Samedi 30 janvier 2016, plusieurs centaines de milliers de manifestants se sont rassemblés au Circo Massimo, l’ancien champ de course de Rome, pour dire non au projet de loi Cirinnà autorisant le « mariage » et l’adoption pour les couples de même sexe. Non, la famille italienne ne sera pas « mise à la casse », comme veut l’y plonger le chef du gouvernement, Matteo Renzi. Sous un ciel pourtant très couvert, la foule était au rendez-vous pour défendre la famille traditionnelle. « Une société qui ne met plus de limites est une société qui devient folle », a lancé depuis la tribune Massimo Gandolfini, chef de file de la Manif pour tous Italia, exportation française par delà les Alpes.

La présidente de la Manif pour Tous France, Ludovine de la Rochère, a d’ailleurs apporté tout son soutien à cette mobilisation massive. « Faire volontairement des orphelins de père ou de mère: ça n’est humainement pas acceptable », a-t-elle déclaré. En effet, si le projet d’union civile débattu au Sénat divise la société comme le gouvernement italiens, l’adoption pour les couples homosexuels reste fortement rejetée. « Au moment des élections, nous nous souviendrons de ceux qui se tenaient du côté de la famille et des enfants, et des autres, qui rendent possible la pratique abominable des utérus à louer », a scandé M. Gandolfini, jugeant qu’il s’agissait-là d’un texte que les féministes des années 70 devraient rejeter.

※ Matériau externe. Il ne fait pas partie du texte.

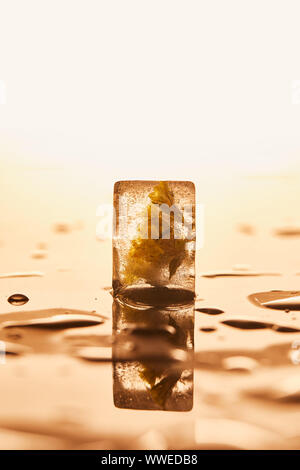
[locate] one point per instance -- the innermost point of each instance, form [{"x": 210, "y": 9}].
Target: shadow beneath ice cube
[{"x": 153, "y": 357}]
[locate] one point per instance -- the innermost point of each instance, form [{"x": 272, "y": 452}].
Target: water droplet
[
  {"x": 241, "y": 267},
  {"x": 62, "y": 228},
  {"x": 39, "y": 254},
  {"x": 235, "y": 273},
  {"x": 18, "y": 299},
  {"x": 22, "y": 274},
  {"x": 249, "y": 324},
  {"x": 287, "y": 231},
  {"x": 285, "y": 329},
  {"x": 56, "y": 322},
  {"x": 16, "y": 349},
  {"x": 277, "y": 299},
  {"x": 95, "y": 354},
  {"x": 246, "y": 229},
  {"x": 239, "y": 364},
  {"x": 244, "y": 324},
  {"x": 210, "y": 311}
]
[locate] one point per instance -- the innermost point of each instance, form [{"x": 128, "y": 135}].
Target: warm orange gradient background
[{"x": 100, "y": 91}]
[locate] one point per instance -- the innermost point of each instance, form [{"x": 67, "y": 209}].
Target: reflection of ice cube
[{"x": 153, "y": 358}]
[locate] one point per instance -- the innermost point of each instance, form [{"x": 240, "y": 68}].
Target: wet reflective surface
[{"x": 81, "y": 371}]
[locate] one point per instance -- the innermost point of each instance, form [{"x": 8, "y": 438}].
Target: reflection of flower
[
  {"x": 148, "y": 256},
  {"x": 160, "y": 381}
]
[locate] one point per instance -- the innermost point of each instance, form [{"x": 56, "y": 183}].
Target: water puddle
[{"x": 277, "y": 299}]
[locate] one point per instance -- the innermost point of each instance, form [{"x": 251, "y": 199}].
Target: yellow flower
[{"x": 148, "y": 256}]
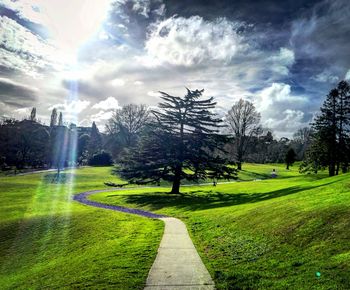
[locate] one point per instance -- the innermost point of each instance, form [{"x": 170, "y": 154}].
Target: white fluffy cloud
[
  {"x": 110, "y": 103},
  {"x": 24, "y": 50},
  {"x": 71, "y": 108},
  {"x": 281, "y": 110},
  {"x": 193, "y": 40},
  {"x": 325, "y": 77},
  {"x": 347, "y": 75},
  {"x": 69, "y": 23},
  {"x": 282, "y": 60}
]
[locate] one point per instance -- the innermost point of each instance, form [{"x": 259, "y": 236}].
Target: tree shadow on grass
[{"x": 201, "y": 200}]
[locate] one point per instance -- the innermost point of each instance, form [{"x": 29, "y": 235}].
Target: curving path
[{"x": 177, "y": 265}]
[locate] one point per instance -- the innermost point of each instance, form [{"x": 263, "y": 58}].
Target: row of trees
[
  {"x": 330, "y": 138},
  {"x": 28, "y": 143}
]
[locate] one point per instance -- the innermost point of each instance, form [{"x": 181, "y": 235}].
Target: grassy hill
[
  {"x": 291, "y": 232},
  {"x": 48, "y": 241}
]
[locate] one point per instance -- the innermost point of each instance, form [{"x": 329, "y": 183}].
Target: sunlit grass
[
  {"x": 49, "y": 241},
  {"x": 263, "y": 234}
]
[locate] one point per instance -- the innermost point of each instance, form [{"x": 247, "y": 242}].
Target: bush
[{"x": 101, "y": 159}]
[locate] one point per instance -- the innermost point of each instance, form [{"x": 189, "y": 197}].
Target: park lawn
[
  {"x": 277, "y": 233},
  {"x": 49, "y": 241}
]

À ce propos, la féministe américaine Jennifer Lahl est venue à la tribune pour témoigner de la situation en Californie, « capitale mondiale du tourisme reproductif ». « En ce moment même, deux mères porteuses sont enceintes de triplés. Mais on leur demande de n’en garder que deux, le troisième n’étant pas voulu. La GPA est une exploitation des femmes, ce qui les rend esclaves et les traite comme des productrices d’enfants contre paiement », a-t-elle déclaré sous les applaudissements. Pour elle, cette pratique prétendument progressiste et libératrice relègue les enfants au statut de « marchandises à acheter et à vendre. C’est une industrie qui répond aux désirs des parents sans se soucier des besoins des enfants. »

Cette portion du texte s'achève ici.